L1 (J37) : Lorient s’arrache face à Metz et s’éloigne de la Ligue 2

Dix-septièmes, sous la menace du barragiste nantais – un point derrière – et du relégable nîmois – à trois longueurs –, les Lorientais pouvaient faire un grand pas vers le maintien lors de leur dernière de la saison au Moustoir. Il fallait pour cela vaincre des Messins accrochés à leur objectif de finir dans la première moitié. Christophe Pélissier et Frédéric Antonetti alignant chacun cinq défenseurs et deux milieux défensifs, il n’y eut aucune prise de risque en début de partie. Peu de rythme, peu d’espaces, peu de joueurs disponibles à la construction, beaucoup de ballons imprécis et de contrôles manqués. Et pour ne rien arranger, la pluie se mit à tomber à grosses gouttes à partir de la 20eme. Dix minutes plus tard, Trevoh Chalobah a lancé Yoane Wissa sur la droite de la surface.

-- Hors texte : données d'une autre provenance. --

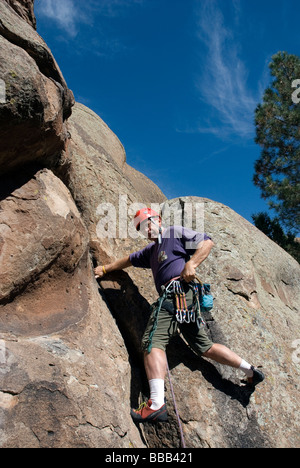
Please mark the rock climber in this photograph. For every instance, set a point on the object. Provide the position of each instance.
(173, 255)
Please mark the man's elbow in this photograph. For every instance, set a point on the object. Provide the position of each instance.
(209, 243)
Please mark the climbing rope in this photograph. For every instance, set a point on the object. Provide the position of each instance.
(183, 445)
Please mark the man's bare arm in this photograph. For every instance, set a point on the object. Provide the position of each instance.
(121, 264)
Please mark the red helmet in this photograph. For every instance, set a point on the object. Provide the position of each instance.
(141, 215)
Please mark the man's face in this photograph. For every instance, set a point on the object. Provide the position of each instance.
(150, 229)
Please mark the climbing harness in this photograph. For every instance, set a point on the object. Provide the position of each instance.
(202, 301)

Wissa plus malin que Kouyaté


Percuté par Boubakar Kouyaté sur sa première touche, l’international congolais s’est écroulé, obtenant un penalty logique. Wissa a souhaité finir le travail et la suite lui a donné raison, puisqu’après une série de petits pas pour faire partir Alexandre Oukidja sur la gauche, il a ouvert le pied droit et le score par la même occasion. Lorient prenait la mène et la confiance. Les partenaires du capitaine Fabien Lemoine se sont ensuite rassurés par des passes plus précises sans forcément avancer, tandis que les visiteurs accusaient le coup, manquant de suite dans les idées et peut-être d’ambition, Metz ayant depuis longtemps assuré son maintien et rangé ses ambitions européennes. Un comportement que Frédéric Antonetti n’a pas digéré ! L’entraîneur des Grenats a sorti à la pause Mamadou Fofana, Kevin N’Doram et Ibrahima Niane, espérant que Youssef Maziz, Thierry Ambrose et Papa Yade seraient plus dignes de sa confiance. Ce coup de poing sur la table n’eut que peu d’effet. Si les Mosellans sont revenus sur la pelouse avec la possession, ils n’ont pas été en mesure d’organiser d’attaques placées. Un coup-franc de Pape Sarr dévié par le bas du mur et capté en deux temps par Paul Nardi à la 54eme… et ce fut tout, jusqu’à la quatrième carte abattue par Antonetti, en la personne de Boubacar Traoré.

Traoré a décroché la toile d'araignée... mais ça n'a pas suffi


A la 72eme, le Malien de dix-neuf ans osa une frappe pleine de culot de 25 mètres. Et le ballon replongea dans la lucarne gauche de Nardi, qui s’était étendu de tout son long – en vain ! Un exploit aussitôt suivi d’une faute de concentration, puisque deux minutes plus tard, Armand Laurienté – à peine entré – a résisté à Thomas Delaine pour décaler sur la droite Jérôme Hergault, libre de tout marquage. Au bout de son effort, le latéral s’est appliqué de l'intérieur pour trouver le petit filet opposé ! Les Merlus verrouillaient ensuite en attendant le coup de sifflet final, et trois points qui leur permettent de s’éloigner de Nîmes et de tenir Nantes à distance.